We rode it in October, and, yes, the sleepers were at the end of the consist. Loved it for several reasons -- no one wandering through our car (we were the last car), and great photo ops out the back window....


----------



## Mr. R. (Feb 18, 2011)

Thanks for the info. So that would put the coaches up front, followed by the SSL, diner and then the two sleepers in the back, correct?


----------



## steamer (Feb 18, 2011)

Another question.....why move the sleepers to the rear of the train? Less noise from the horn? Is the rear car uncomfortable due to sway or whip?


----------



## Rail Freak (Feb 18, 2011)

I was on the #5 on Thursday, the 10th, & the sleepers were on the back!


----------



## Tumbleweed (Feb 18, 2011)

I thought they were on the rear because of the added sleeper operation at DEN......


----------



## AlanB (Feb 18, 2011)

Tumbleweed said:


> I thought they were on the rear because of the added sleeper operation at DEN......


I believe that the short turn Denver sleeper only runs during the summer and maybe for the Thanksgiving & Christmas holidays.


----------



## arrow3 (Feb 18, 2011)

Rail Freak said:


> I was on the #5 on Thursday, the 10th, & the sleepers were on the back!


I was on that train too! There were no Denver sleepers - just two sleepers in the back (Transdorm in the front behind the baggage car).


----------



## Bierboy (Feb 18, 2011)

Mr. R. said:


> Thanks for the info. So that would put the coaches up front, followed by the SSL, diner and then the two sleepers in the back, correct?


Yes.


----------



## Bierboy (Feb 18, 2011)

steamer said:


> Another question.....why move the sleepers to the rear of the train? Less noise from the horn? Is the rear car uncomfortable due to sway or whip?


In my experience, the rear car(s) are no more or less comfortable due to sway than any other cars.


----------



## friendly45 (Feb 19, 2011)

Last august the two EMY sleepers were on the front and the third one (DEN sleeper) was on the back.



Tumbleweed said:


> I thought they were on the rear because of the added sleeper operation at DEN......


----------



## Steve4031 (Feb 19, 2011)

As long as there in the back on April I'm happy.


----------



## Chicago (Feb 19, 2011)

Being on the rearmost car has the advantage of being able to view out of the back window. Being on the foremost sleeper you are closer to the dining car - so ask for which ever is most important to you. Also, if you are concerned about sway - as on a cruise ship, the lower you are the less you feel the side to side to side motion.
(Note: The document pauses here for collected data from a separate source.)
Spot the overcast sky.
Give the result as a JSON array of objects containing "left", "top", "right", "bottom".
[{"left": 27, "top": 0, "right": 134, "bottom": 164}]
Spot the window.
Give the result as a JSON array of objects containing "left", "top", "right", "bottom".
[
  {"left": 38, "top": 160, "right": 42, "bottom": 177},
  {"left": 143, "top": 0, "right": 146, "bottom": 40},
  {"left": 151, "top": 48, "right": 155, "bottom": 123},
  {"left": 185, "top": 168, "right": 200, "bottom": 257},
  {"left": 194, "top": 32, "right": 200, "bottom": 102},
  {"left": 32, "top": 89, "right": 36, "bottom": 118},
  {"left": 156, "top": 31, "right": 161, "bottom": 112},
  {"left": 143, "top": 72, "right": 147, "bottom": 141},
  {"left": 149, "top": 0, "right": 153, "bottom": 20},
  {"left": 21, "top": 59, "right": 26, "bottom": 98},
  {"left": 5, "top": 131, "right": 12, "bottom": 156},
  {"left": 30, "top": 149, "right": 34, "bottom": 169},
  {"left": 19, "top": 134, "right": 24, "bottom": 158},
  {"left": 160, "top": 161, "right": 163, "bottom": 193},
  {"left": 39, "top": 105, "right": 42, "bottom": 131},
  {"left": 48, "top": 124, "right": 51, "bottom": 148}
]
Actually I have never noticed this on the Superliners.


----------



## jphjaxfl (Feb 19, 2011)

As was previously mentioned, you do not get the "crack the whip" effect in the last car on a superliner train like you do on the single level train.


----------



## The Chief (Feb 19, 2011)

Here's what *donctor* noted on a Nov 2010 update here:

*CALIFORNIA ZEPHYR*
— 6 sets
 
----|---- —— Heritage Baggage
0540|0640 —— Superliner Trans-Dorm/Sleeper
0510|0610 —— Superliner Coach
0511|0611 —— Superliner Coach
0512|0612 —— Superliner Coach
----|---- —— Superliner Sightseer Lounge
----|---- —— Superliner Diner
0531|0631 —— Superliner Sleeper
0532|0632 —— Superliner Sleeper


----------



## greatcats (Feb 19, 2011)

I got off the westbound #5 early this morning in Salt Lake City. The two sleepers were on the rear. I did stand in the back for a little while, but the window was very dirty. WHat if the Transdorm was to be used for some revenue sleeper passengers? How would the agtendant look after the car? I am continuing Sunday night to Emeryville. A trip report will be forthcoming.


----------



## Bierboy (Feb 20, 2011)

greatcats said:


> ...I did stand in the back for a little while, but the window was very dirty...
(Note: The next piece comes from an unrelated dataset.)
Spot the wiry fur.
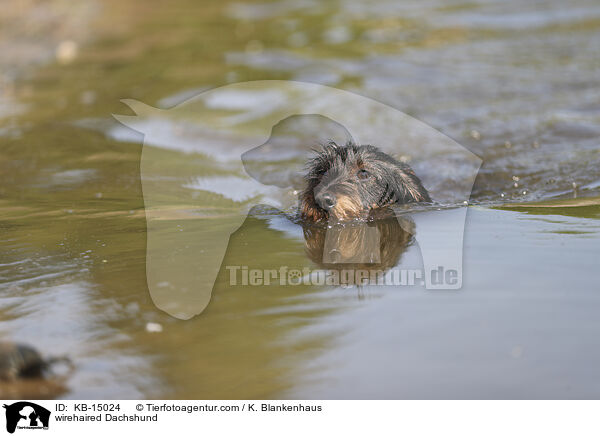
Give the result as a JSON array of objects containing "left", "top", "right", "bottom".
[{"left": 300, "top": 142, "right": 431, "bottom": 221}]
Yeah, that was the case on the the #6 coming home in October. Made it more difficult to get good photos...

In the way out on #5, the window was fairly clean and good for viewing/photographing...


----------



## gaspeamtrak (Feb 20, 2011)

Are all the Superliner trains out west and CNO/Capital LTD running with thw sleepers on the rear?

I personally prefer this myself!


----------



## arrow3 (Feb 20, 2011)

gaspeamtrak said:


> Are all the Superliner trains out west and CNO/Capital LTD running with thw sleepers on the rear?
> 
> I personally prefer this myself!


I was on the CL a few weeks ago and the sleepers were in the front of the train.


----------



## Donctor (Feb 20, 2011)

gaspeamtrak said:


> Are all the Superliner trains out west and CNO/Capital LTD running with thw sleepers on the rear?


No.


----------



## Rail Freak (Feb 20, 2011)

Mr. R. said:


> What is the current consist of the California Zephyr these days? I thought I read somewhere that the sleepers were being placed in the rear, true?



I was on the CZ last week in a sleeper on the rear!

RF


----------



## George K (Oct 5, 2014)

Just an update from my experience the week before last:

Rear to front:

2 sleepers (I was in the rearmost)

Diner

Lounge

(I think) coaches (don't know how many - I didn't go forward beyond the lounge car)

Transition sleeper (I was originally booked there, but got moved, by request, to a regular sleeper).


----------



## chakk (Oct 5, 2014)

The CZ has 3 coaches much of the year, but sometimes only 2 in the off-seasons. A few tears ago, when the ciaches were on the rear, there were some runs when the coach attendants locked the rearmost coach and made all psgrs sit in the first two. Presumably to reduce their workload of cleaning the carpets of that third coach.

Sent from my iPhone using Amtrak Forum


----------



## Slasharoo (Oct 5, 2014)

greatcats said:


> I got off the westbound #5 early this morning in Salt Lake City. The two sleepers were on the rear. I did stand in the back for a little while, but the window was very dirty. WHat if the Transdorm was to be used for some revenue sleeper passengers? How would the agtendant look after the car? I am continuing Sunday night to Emeryville. A trip report will be forthcoming.


In the transdorm on the CZ, the first coach attendant takes care of the paid passengers. I rode in it last fall, and it was great. A farther walk to the lounge and diner, but quiet and well looked after.

edit to apologize for not noticing that this is a reply to an old post. Sorry.


----------